Background. Experimental therapeutics for degenerative and traumatic diseases of the nervous system have been recently enriched with the addition of neural stem cells (NSCs) as alternatives to fetal tissues for cell replacement. Neurodegenerative diseases present the additional problem that cell death signals may interfere with the viability of grafted cells. The adult spinal cord raises further challenges for NSC differentiation because of lack of intrinsic developmental potential and the negative outcomes of several prior attempts.

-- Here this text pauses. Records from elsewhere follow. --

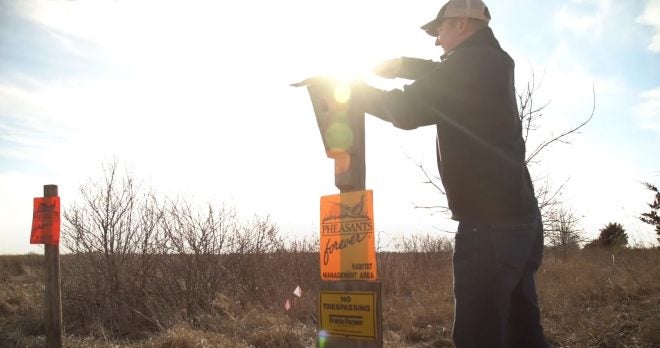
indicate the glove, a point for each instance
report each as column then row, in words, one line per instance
column 389, row 69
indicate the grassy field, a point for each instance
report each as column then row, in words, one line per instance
column 589, row 298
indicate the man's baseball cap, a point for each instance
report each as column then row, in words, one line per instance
column 458, row 8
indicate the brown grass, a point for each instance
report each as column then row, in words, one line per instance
column 592, row 298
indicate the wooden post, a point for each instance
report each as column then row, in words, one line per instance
column 53, row 293
column 341, row 124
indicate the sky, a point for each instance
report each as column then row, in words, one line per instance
column 194, row 97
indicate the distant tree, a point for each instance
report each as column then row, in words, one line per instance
column 562, row 231
column 612, row 235
column 652, row 218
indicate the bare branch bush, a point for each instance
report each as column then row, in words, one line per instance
column 531, row 113
column 140, row 262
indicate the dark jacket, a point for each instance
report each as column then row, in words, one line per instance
column 470, row 97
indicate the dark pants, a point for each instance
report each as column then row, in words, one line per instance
column 494, row 285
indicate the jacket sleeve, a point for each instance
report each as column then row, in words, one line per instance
column 428, row 100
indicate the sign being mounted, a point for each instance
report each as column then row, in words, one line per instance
column 347, row 247
column 46, row 221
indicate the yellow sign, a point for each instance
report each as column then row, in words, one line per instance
column 348, row 249
column 351, row 314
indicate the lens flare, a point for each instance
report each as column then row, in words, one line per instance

Method. NSCs from human fetal spinal cord were grafted into the lumbar cord of SOD1 G93A rats. The differentiation fate of grafted NSCs and their effects on motor neuron number, locomotor performance, disease onset, and survival trends/longevity were assessed. Trophic mechanisms of observed clinical effects were explored with molecular and cellular methodologies.
Result. Human NSCs showed extensive differentiation into neurons that formed synaptic contacts with host nerve cells and expressed and released glial cell line-derived neurotrophic factor and brain-derived neurotrophic factor. NSC grafts delayed the onset and progression of the fulminant motor neuron disease typical of the rat SOD1 G93A model and extended the lifespan of these animals by more than 10 days, despite the restricted grafting schedule that was limited to the lumbar protuberance.
Conclusion. NSC grafts can survive well in a neurodegenerative environment and exert powerful clinical effects; at least a portion of these effects may be related to the ability of these grafts to express and release motor neuron growth factors delivered to host motor neurons via graft-host connections.